The traditional Louisiana style po’ boy sandwich might be available at local restaurants or bars, but Washington, D.C. boasts an entire establishment dedicated to the po’ boy: the Cajun/Creole restaurant Po Boy Jim.

A family-owned business centered in the busy H Street Corridor Northeast D.C., founder and owner Jeff Miskiri couldn’t have picked a better location to serve original po’ boys from scratch.

Po Boy Jim combines the flavors of New Orleans and Guyana in its po’ boy sandwiches. (AFRO Photo/Charise Wallace)
Po Boy Jim combines the flavors of New Orleans and Guyana in its po’ boy sandwiches. (AFRO Photo/Charise Wallace)

The AFRO spoke with Miskiri, 29, on his journey of opening Po Boy Jim in 2014 with the help of his mother, Rebecca Antoine, and cousin, Ian Reid. The pair are co-owners of business and the inspiration for its name: “Jim” is actually an abbreviation for Jeff, Ian and “mothers.”

Before opening the restaurant, Miskiri was focused on obtaining a bachelor’s degree in business administration. He had previously attended Montgomery College, Prince George’s Community College and University of Maryland University College. After realizing he wanted to open a restaurant, he combined his education and his mother and aunts’ experience in the food industry to carry out his plan. 

“I always had the passion for cooking food,” he said. “I was forced to have the task and the responsibility to cook the food for everyone while my mom and her sisters were out working.”

Miskiri grew up in Takoma Park and Silver Spring, Md., and has been cooking since he was seven or eight years old. At Po Boy Jim’s, he puts his own spin on family recipes passed down from his New Orleans-born father and Guyanan mother.

“Their cuisine is similar, where they focus on spices and fresh herbs, which was passed down from my great grandfather’s side of the family,” said Miskiri. “I have some of the same Caribbean flare involved but it’s mainly just southern food.”

Since the restaurant’s opening, its growing clientele has included celebrities such as former NFL player Clinton Portis, BET President Debra L. Lee and well-known Baltimore bike rider, Chino MMG.
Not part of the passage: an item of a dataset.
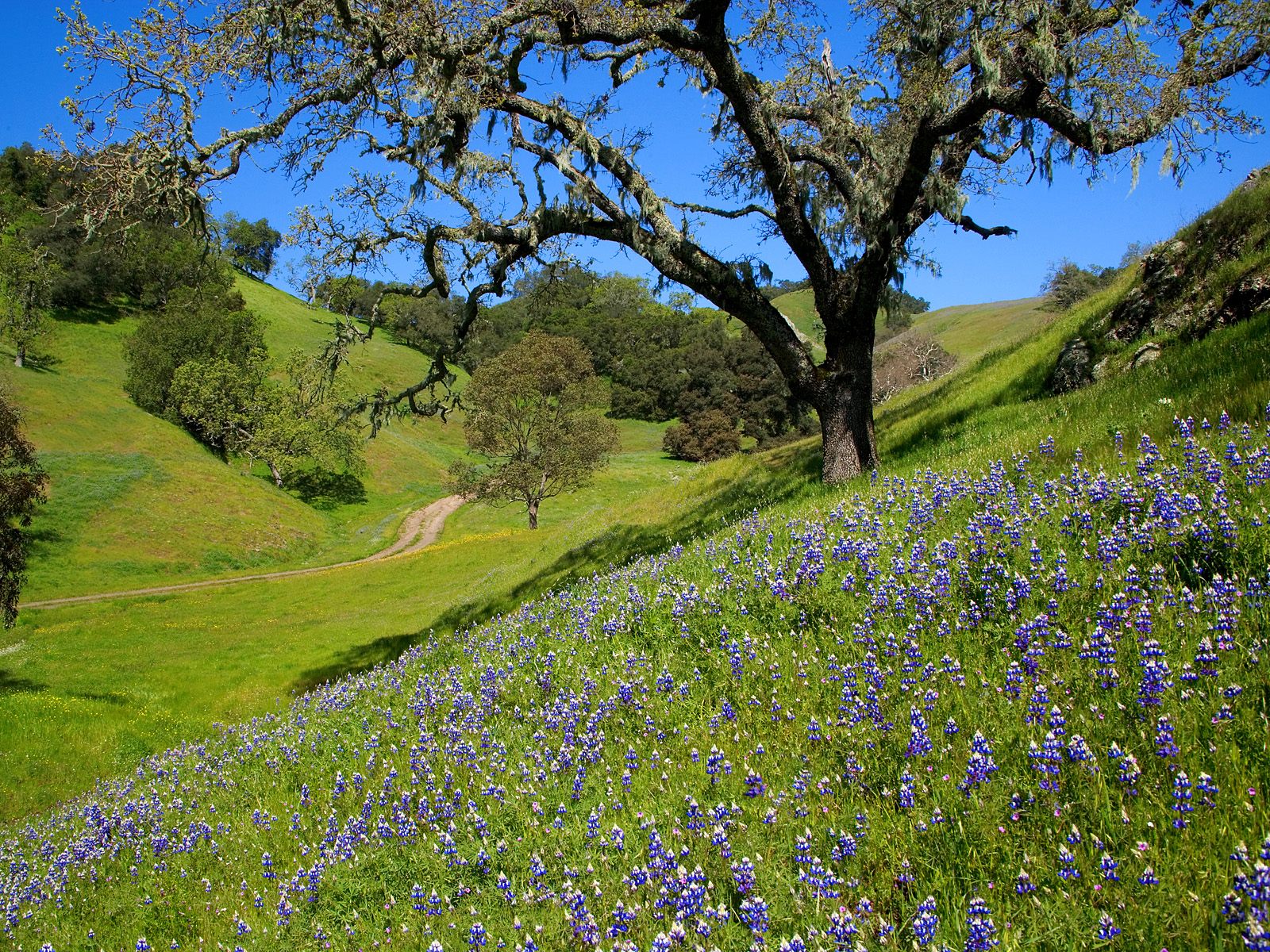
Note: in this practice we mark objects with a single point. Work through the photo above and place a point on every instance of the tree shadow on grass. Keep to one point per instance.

“It’s something that I wanted, but it’s gone above and beyond expectations,” said Misikiri. “I think that’s something that’s had to do with the characters and the owners. We’re people persons, we don’t discriminate, we wanted this place like that. And we know that it’s important for business.”
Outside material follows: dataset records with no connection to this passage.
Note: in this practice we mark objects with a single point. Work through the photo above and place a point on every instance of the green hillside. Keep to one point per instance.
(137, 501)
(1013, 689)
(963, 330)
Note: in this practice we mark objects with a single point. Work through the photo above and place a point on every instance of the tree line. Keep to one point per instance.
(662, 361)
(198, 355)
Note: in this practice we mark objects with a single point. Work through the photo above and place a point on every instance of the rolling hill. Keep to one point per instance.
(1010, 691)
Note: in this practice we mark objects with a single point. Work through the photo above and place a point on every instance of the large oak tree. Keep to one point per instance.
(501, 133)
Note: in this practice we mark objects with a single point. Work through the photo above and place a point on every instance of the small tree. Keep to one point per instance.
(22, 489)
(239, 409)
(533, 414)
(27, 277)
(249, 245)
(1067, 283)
The restaurant offers more than 25 po’ boy options, including fried shrimp, oysters, roast beef, and catfish, but the most popular items are the fried shrimp po’ boy, wings, gumbo and drinks such as the DC Hurricane.  

Po Boy Jim knows how to attract a good crowd and is big on catering to the community. The restaurant hosts many events, including a quarterly toy-drive called Toys for Po Boys, and gives local artists a chance to display their artwork for sale. 

“I mean I’m happy, you know, but I’m not satisfied,” said Miskiri. “It’s still more work to be done. My staff has done great here so we’re just trying to move on to the next venture maybe have the opportunity to have more restaurants, employ more people and just continue to do what we’ve been doing at this establishment.”